I'm working with SN RNA-seq data that I processed using Cellranger v. 7.1.0 (which uses STAR for alignment with default settings).
Using the samtools flagstat command to look at a BAM file output:
284890368 + 0 in total (QC-passed reads + QC-failed reads) 0 + 0 secondary 0 + 0 supplementary 141030430 + 0 duplicates 277071629 + 0 mapped (97.26% : N/A) 0 + 0 paired in sequencing 0 + 0 read1 0 + 0 read2 0 + 0 properly paired (N/A : N/A) 0 + 0 with itself and mate mapped 0 + 0 singletons (N/A : N/A) 0 + 0 with mate mapped to a different chr 0 + 0 with mate mapped to a different chr (mapQ>=5)
Which looks off... shouldn't there be reads annotated as read1 or read1, properly paired or not, etc.?
Looking at the unique samtools flags in this particular file, I find:
flag occurrences 0 62497243 16 59602309 1024 73268831 1040 67761599
... which correspond to 'unpaired+forward', 'reverse', 'duplicate', and 'reverse+duplicate', respectively.
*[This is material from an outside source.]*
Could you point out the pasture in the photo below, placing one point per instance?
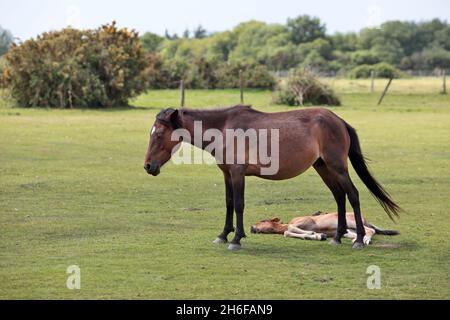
(73, 192)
My goal is to filter for uniquely mapping, properly paired reads, but it's not clear to me how this can be done given these outputs.
Any advice or insight would be much appreciated.
So I'm guessing you'll need a flag to pick for samtools view
How does the flagstat output affect the flag you pick for
The flagstat output doesn't necessarily impact those flags, I just wanted to know what I was working with in terms of properly paired reads, and was initially confused by the finding that there were none. And, according to my search of the BAM file, none of the flags indicated any of the reads were properly paired, hence my confusion about how to extract these data.
However, per Genomax's comment, this does not apply to 10x SC/SN RNA-seq data, so my question was misguided from the start.
Your question was not misguided, we all miss "obvious" differences at times owing to the fact that our expectations are set based on the majority of our experience. BTW, I've moved GenoMax's comment to an answer. Please accept it to mark the post as solved.